本作には日韓の名だたる俳優が集結。主人公イヴ役には藤井美菜、彼女の相手役であるアダムを演じるのは韓国の人気俳優チャン・グンソクが熱演。さらにイヴの恋人役としてオダギリジョーが登場し、親交の深いキム・ギドク監督との特別な関係が話題に。加えて、アン・ソンギ、イ・ソンジェ、リュ・スンボムといった実力派俳優が脇を固め、物語に重厚感を与えています。

映画『人間の時間』のあらすじ

(C)2018 KIM Ki-duk Film. All Rights Reserved.

映画は、異なる背景を持つ乗客が揃ったクルーズ船で始まります。恋人同士のイヴ(藤井美菜)とタカシ(オダギリジョー)、議員(イ・ソンジェ)と息子(チャン・グンソク)、ギャング、謎の老人(アン・ソンギ)などが同船し、異次元へ迷い込んでしまいます。

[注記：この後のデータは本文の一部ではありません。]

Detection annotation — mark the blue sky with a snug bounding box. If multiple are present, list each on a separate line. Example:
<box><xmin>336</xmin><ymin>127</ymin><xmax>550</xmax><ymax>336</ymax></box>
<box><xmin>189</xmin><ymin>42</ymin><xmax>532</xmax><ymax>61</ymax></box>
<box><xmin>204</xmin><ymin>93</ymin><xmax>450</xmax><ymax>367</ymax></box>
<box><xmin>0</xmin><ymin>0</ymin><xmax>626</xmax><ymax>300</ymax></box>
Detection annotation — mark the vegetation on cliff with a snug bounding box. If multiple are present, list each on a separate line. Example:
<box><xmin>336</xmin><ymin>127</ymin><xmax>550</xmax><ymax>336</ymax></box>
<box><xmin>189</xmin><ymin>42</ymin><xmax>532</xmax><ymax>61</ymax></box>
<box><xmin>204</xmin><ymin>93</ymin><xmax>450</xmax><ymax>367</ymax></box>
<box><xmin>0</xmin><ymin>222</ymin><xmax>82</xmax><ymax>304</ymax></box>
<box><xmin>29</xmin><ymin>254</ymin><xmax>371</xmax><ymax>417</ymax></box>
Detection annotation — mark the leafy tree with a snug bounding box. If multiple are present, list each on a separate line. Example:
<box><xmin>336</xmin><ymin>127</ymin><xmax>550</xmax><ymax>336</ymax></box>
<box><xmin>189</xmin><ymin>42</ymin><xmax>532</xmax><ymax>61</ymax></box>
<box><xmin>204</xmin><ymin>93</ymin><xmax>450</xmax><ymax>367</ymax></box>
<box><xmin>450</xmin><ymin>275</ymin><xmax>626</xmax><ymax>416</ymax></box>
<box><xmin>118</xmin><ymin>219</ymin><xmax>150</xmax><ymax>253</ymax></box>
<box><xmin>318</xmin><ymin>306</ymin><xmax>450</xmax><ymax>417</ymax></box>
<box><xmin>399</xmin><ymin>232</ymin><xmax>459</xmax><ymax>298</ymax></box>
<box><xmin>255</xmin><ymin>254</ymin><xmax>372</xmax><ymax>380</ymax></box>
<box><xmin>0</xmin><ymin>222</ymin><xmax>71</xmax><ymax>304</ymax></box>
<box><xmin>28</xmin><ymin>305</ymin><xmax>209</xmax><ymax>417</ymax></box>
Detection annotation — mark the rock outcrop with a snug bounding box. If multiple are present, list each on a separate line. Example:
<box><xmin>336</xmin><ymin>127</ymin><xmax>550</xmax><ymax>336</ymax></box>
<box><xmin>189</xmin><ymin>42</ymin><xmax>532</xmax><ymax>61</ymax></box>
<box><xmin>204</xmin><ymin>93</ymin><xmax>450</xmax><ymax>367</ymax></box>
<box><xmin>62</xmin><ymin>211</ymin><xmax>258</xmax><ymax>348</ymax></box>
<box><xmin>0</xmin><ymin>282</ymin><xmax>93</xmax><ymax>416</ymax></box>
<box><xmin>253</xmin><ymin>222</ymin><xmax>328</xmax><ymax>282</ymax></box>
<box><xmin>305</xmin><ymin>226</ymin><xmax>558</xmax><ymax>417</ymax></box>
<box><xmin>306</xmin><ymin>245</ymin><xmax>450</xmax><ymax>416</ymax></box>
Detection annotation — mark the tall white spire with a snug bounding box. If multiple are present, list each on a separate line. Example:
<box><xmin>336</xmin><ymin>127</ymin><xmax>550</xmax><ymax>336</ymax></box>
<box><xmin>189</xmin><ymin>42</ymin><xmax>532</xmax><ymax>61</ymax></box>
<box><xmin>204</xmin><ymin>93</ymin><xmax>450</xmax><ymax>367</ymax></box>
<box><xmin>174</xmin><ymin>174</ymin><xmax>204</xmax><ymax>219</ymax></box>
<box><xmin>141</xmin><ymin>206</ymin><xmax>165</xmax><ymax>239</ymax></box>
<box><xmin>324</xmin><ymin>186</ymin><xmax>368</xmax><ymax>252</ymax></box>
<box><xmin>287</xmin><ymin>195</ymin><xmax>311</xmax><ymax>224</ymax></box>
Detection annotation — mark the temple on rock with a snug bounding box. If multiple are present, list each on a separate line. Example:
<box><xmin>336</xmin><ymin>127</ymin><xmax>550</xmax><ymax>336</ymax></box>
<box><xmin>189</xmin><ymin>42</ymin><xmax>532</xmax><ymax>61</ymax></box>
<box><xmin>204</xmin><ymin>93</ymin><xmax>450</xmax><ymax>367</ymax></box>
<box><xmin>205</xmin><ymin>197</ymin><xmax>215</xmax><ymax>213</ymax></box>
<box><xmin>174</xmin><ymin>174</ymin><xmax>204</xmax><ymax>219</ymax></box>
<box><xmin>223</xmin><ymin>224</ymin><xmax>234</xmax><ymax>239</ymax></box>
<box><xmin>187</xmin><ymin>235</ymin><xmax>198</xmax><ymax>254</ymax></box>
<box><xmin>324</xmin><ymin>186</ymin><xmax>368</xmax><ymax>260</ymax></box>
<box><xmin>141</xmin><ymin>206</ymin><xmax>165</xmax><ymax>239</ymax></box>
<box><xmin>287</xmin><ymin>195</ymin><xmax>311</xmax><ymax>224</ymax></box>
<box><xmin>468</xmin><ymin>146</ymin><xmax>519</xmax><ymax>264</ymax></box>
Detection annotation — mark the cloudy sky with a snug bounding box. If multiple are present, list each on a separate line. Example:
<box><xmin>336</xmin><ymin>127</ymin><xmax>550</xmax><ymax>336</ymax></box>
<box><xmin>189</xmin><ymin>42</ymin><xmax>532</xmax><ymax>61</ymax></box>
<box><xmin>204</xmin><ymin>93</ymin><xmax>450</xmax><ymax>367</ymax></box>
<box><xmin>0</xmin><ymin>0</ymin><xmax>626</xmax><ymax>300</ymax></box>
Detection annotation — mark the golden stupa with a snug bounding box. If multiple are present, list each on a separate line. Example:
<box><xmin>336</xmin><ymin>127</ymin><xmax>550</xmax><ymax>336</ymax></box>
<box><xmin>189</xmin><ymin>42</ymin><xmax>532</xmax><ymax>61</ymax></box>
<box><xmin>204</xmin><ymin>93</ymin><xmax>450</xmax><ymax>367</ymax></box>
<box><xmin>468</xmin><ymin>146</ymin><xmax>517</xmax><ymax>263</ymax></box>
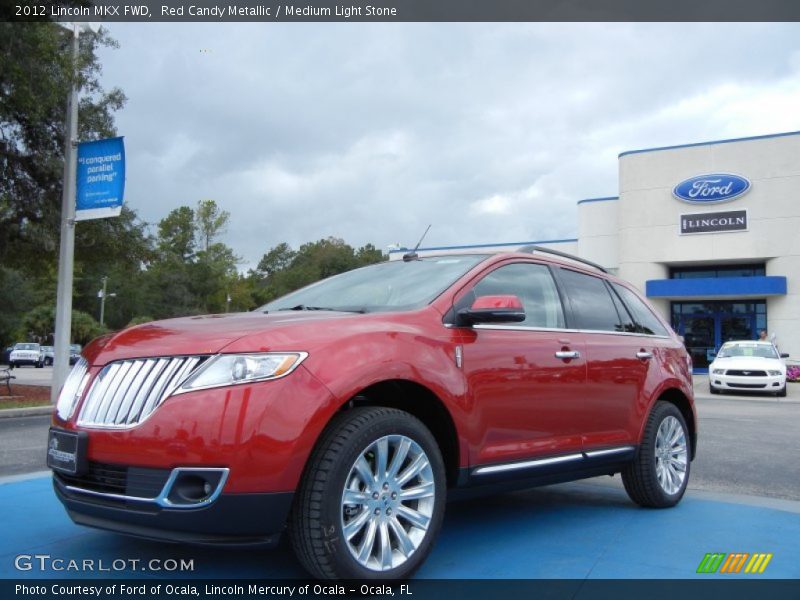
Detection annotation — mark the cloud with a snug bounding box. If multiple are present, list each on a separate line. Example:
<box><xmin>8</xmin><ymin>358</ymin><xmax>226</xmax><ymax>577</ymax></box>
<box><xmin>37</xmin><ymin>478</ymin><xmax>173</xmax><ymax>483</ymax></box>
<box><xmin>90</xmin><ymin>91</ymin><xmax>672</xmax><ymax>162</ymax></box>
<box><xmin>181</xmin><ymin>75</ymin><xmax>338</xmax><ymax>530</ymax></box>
<box><xmin>101</xmin><ymin>23</ymin><xmax>800</xmax><ymax>266</ymax></box>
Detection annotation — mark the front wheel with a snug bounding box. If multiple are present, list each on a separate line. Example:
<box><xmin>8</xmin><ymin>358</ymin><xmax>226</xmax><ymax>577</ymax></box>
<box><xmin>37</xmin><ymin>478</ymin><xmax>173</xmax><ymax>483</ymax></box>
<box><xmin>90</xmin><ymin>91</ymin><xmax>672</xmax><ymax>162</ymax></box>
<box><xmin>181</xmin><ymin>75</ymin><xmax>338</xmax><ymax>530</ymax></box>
<box><xmin>622</xmin><ymin>402</ymin><xmax>691</xmax><ymax>508</ymax></box>
<box><xmin>289</xmin><ymin>407</ymin><xmax>446</xmax><ymax>579</ymax></box>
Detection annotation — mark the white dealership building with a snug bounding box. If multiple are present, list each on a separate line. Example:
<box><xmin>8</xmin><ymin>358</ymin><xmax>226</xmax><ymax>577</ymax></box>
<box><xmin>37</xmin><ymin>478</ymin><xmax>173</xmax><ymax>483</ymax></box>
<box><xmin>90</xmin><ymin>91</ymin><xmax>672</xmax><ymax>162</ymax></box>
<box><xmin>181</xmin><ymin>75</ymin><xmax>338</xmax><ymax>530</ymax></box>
<box><xmin>390</xmin><ymin>132</ymin><xmax>800</xmax><ymax>371</ymax></box>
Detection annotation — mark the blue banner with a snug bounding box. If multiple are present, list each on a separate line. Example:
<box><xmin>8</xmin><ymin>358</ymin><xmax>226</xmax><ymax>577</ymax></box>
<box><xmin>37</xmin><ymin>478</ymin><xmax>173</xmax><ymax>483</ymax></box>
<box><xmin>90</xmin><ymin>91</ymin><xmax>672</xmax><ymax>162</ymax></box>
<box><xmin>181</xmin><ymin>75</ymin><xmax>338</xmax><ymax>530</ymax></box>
<box><xmin>75</xmin><ymin>137</ymin><xmax>125</xmax><ymax>221</ymax></box>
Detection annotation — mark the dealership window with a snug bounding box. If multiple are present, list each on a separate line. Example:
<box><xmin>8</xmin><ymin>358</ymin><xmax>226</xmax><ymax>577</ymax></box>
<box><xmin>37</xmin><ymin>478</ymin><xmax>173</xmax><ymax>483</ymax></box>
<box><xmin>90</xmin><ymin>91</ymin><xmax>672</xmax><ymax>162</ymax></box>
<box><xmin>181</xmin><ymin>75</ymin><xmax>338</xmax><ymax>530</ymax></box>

行き場を失った船内で、次第に心の中の欲望が噴出し、絶望と混乱が乗客たちの間に広がっていくのです。救助の望みが絶たれた時、各々が繰り広げる行動は残酷で衝撃的なものに変わっていきます。

極限状態が浮き彫りにする「人間の本性」

(C)2018 KIM Ki-duk Film. All Rights Reserved.

限られた空間で徐々に人々の欲望があらわになり、互いに衝突していく様子は、まるでサバイバルドラマのよう。キム・ギドク監督は、自然や人間関係の枠を越えて人間の本性に鋭く迫ります。果たして、この閉鎖空間での人間の「本質」とは何なのか——監督は冷徹な視点でその問いを突きつけます。

キム・ギドク監督が「人間を憎むのをやめるため」に描いた作品

映画の冒頭で、監督自身が本作の意図を次のように語っています。

「世の中は恐ろしくも残酷で、悲しみに満ちている。ニュースで毎日のように報じられる残虐な事件を通して、人間の本質に混乱し、憎しみを覚えることが多い。だからこそ私は、人間の苦悩や残酷さを自然の一部として捉え、この映画を作ることで『人間を憎むのをやめる』という答えを見出そうとした。」

キム・ギドク監督は長編23作目となるこの作品で、改めて「人間の本質」というテーマに立ち返っています。人間が持つ残酷な一面や、倫理に反する行動が続出するものの、それもまた「自然の一部」として受け止めようとする視点が、本作の根底に流れているのです。

現代社会に投げかける問い

(C)2018 KIM Ki-duk Film. All Rights Reserved.

『人間の時間』では、キム・ギドク監督が人間の本性に問いを投げかけています。暴力や欲望がむき出しになるさまを映し出し、人間のダークサイドを鋭くえぐる一方で、それを単純な「悪」として片づけない視点が、この作品の魅力であり難解さでもあります。